The Top Signs Your Drone Has Gone Rogue
- It keeps signing off as "D. B. Cooper." - It's somehow acquired a payload of lipstick and bulldog poop. - Its console alert tone has been changed to "Don't Fear the Reaper." - It leaves its post and starts hitting on ICBMs. - It asks for the location of Sarah Connor. - It responds to all commands with "You betcha." - It pledges its allegiance to the Borg Queen. - It answers every command you give it with, "I'm sorry, Dave. I'm afraid I can't do that." - It's all painted up pink and red. Oh, wait a minute. That's a sign that your drone has gone rouge. Never mind.
It's done just fine, thank you, but executives at New Line once discussed changing the title of Lord of the Rings: The Two Towers" in deference to the 9/11 tragedy.
The Top Alternate Titles for Lord of the Rings: The Two Towers"
- Lord of the Rings II: The Whiny, Oversensitive Public - Lord of the Rings: The Greater Than One but Less Than Three Tall Stone Structures That Aren't Even Located Anywhere Near New York and Were Written About a Long Time Ago So Get Over It Already - LOTR 2: Just Buy the Ticket, Fanboy - Lord of the Rings vs. Harry Potter, Round Two - Lord of the Rings: The Sagging Middle - Battlefield Middle Earth - My Big Fat Hobbit Wedding - Lord of the Rings: Frodo & Sam's Excellent Adventure - Lord of the Rings: Dude, Look, Liv Tyler!
The Top Reasons Banjos Are Better Than Automatic Weapons
- A banjo will repel gangstas just as well as an automatic weapon, but without any jail time. - You can't play "Foggy Mountain Breakdown" on an Uzi. - If you're paddling down a remote river and hear a automatic weapon, it could be anybody.
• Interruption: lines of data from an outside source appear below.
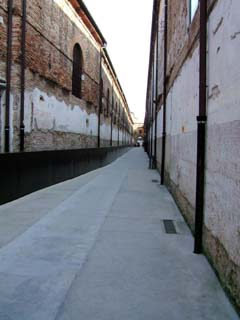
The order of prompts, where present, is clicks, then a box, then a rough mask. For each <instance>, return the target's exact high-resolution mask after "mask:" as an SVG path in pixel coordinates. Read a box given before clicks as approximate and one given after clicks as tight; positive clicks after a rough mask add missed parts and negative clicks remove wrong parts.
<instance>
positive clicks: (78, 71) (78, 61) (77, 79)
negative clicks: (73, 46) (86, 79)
mask: <svg viewBox="0 0 240 320" xmlns="http://www.w3.org/2000/svg"><path fill="white" fill-rule="evenodd" d="M82 71H83V58H82V50H81V47H80V45H79V44H78V43H76V44H75V46H74V48H73V70H72V94H73V95H74V96H76V97H78V98H81V97H82V92H81V91H82Z"/></svg>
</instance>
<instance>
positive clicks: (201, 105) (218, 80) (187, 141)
mask: <svg viewBox="0 0 240 320" xmlns="http://www.w3.org/2000/svg"><path fill="white" fill-rule="evenodd" d="M239 11H240V2H239V1H238V0H232V1H229V0H200V1H196V0H181V1H179V0H155V1H154V8H153V22H152V35H151V53H150V63H149V75H148V89H147V100H146V106H147V107H146V117H145V129H146V133H147V138H146V144H147V149H148V153H149V157H150V165H151V166H153V167H155V166H156V167H157V168H158V169H159V171H160V173H161V182H162V184H163V183H164V184H166V185H167V186H168V188H169V189H170V190H171V192H172V194H173V195H174V197H175V199H176V202H177V204H178V206H179V207H180V208H181V211H182V212H183V214H184V216H185V218H186V220H187V221H188V223H189V225H190V227H191V229H192V230H193V232H194V233H195V248H194V251H195V253H200V252H202V251H204V252H205V253H206V254H207V257H208V259H209V260H210V261H211V263H212V265H213V266H214V268H215V270H216V272H217V274H218V276H219V278H220V279H221V282H222V284H223V286H224V288H225V289H226V291H227V292H229V293H230V295H231V296H232V298H233V301H234V302H235V304H236V305H237V306H238V307H240V211H239V207H240V201H239V193H240V183H239V172H240V165H239V157H240V144H239V137H240V91H239V86H240V71H239V70H240V68H239V51H240V41H239V30H240V20H239ZM196 276H197V275H196Z"/></svg>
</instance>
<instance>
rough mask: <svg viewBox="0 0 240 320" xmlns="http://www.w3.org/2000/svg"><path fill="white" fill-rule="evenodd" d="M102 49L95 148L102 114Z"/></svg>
mask: <svg viewBox="0 0 240 320" xmlns="http://www.w3.org/2000/svg"><path fill="white" fill-rule="evenodd" d="M102 87H103V83H102V48H101V49H100V66H99V100H98V138H97V147H98V148H100V146H101V137H100V134H101V112H102V90H103V88H102Z"/></svg>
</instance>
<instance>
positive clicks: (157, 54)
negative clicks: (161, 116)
mask: <svg viewBox="0 0 240 320" xmlns="http://www.w3.org/2000/svg"><path fill="white" fill-rule="evenodd" d="M158 12H159V7H158V8H157V30H156V46H157V48H156V52H155V53H156V57H155V58H156V79H155V80H156V82H155V132H154V163H153V168H154V169H156V168H157V115H158V54H159V52H158V28H159V23H158Z"/></svg>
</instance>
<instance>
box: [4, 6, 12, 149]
mask: <svg viewBox="0 0 240 320" xmlns="http://www.w3.org/2000/svg"><path fill="white" fill-rule="evenodd" d="M12 27H13V1H12V0H8V30H7V70H6V78H7V79H6V80H7V84H6V110H5V128H4V131H5V137H4V150H5V152H9V151H10V93H11V67H12Z"/></svg>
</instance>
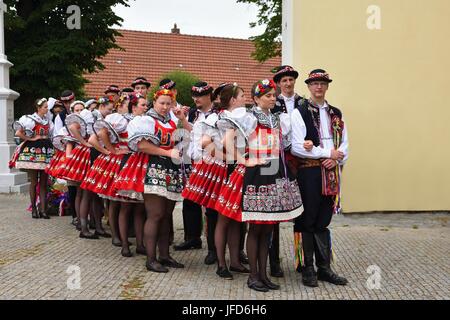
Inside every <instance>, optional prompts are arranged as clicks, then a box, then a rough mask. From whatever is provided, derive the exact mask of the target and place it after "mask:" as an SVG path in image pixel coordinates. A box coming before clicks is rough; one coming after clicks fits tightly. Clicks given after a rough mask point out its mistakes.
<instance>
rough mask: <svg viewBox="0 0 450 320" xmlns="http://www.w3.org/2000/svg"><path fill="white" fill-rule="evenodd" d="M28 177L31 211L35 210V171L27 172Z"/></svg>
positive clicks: (37, 177)
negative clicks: (29, 184)
mask: <svg viewBox="0 0 450 320" xmlns="http://www.w3.org/2000/svg"><path fill="white" fill-rule="evenodd" d="M28 176H29V177H30V201H31V207H32V208H33V209H36V186H37V182H38V172H37V171H36V170H30V171H29V172H28ZM36 210H37V209H36Z"/></svg>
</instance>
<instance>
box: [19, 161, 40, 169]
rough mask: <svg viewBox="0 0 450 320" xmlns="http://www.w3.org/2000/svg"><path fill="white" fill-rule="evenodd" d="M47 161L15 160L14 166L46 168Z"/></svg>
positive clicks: (21, 166) (28, 167)
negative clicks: (18, 160) (38, 161)
mask: <svg viewBox="0 0 450 320" xmlns="http://www.w3.org/2000/svg"><path fill="white" fill-rule="evenodd" d="M47 165H48V163H33V162H26V161H17V162H16V165H15V168H16V169H22V170H45V168H47Z"/></svg>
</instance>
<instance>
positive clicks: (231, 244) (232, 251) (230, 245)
mask: <svg viewBox="0 0 450 320" xmlns="http://www.w3.org/2000/svg"><path fill="white" fill-rule="evenodd" d="M227 239H228V241H227V242H228V250H230V266H232V267H233V268H236V269H240V270H242V269H244V268H245V267H244V266H243V265H242V264H241V262H240V260H239V251H240V250H239V245H240V242H241V223H240V222H237V221H235V220H231V221H230V224H229V225H228V235H227Z"/></svg>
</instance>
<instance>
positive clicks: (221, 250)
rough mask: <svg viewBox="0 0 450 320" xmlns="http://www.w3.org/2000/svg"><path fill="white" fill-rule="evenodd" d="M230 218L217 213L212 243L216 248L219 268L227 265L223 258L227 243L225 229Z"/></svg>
mask: <svg viewBox="0 0 450 320" xmlns="http://www.w3.org/2000/svg"><path fill="white" fill-rule="evenodd" d="M230 222H231V219H229V218H227V217H225V216H224V215H222V214H219V216H218V218H217V224H216V231H215V233H214V243H215V245H216V250H217V263H218V265H219V268H221V267H225V266H226V265H227V263H226V260H225V247H226V245H227V230H228V224H229V223H230Z"/></svg>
If you hear a banjo, you *know* you better be paddling faster. - With an automatic weapon all you can do is shoot someone. With a banjo you can garotte them, club them *AND* entertain them. - Because a dozen TSA agents won't throw down on you for carrying a banjo into an airport. Except maybe in Philly. - Neither one will actually save you when your chute fails to open, but the banjo will make your last 45 seconds kinda fun. - "Say hello to my little friend!" makes everyone laugh. "Squeal like a pig!" makes guys shit themselves every time.
The Top Haikus About Camping
Hubby is amazed That after going swimming There is much shrinkage
Yippee! Joy! Camping! With bugs, rain, mud, snakes, vermin Fun, like chewing glass
Every husband asks Does my wife crap in the woods? Camp to seek answer
Nature's cruelty: Rise to frosty dawn, and find Bears ate my Twinkies
Boots, water, map, snacks Hiking to the mountain top Oh crap, no t.p.
Couple in the wild After much in-tents humping He offers her s'mores.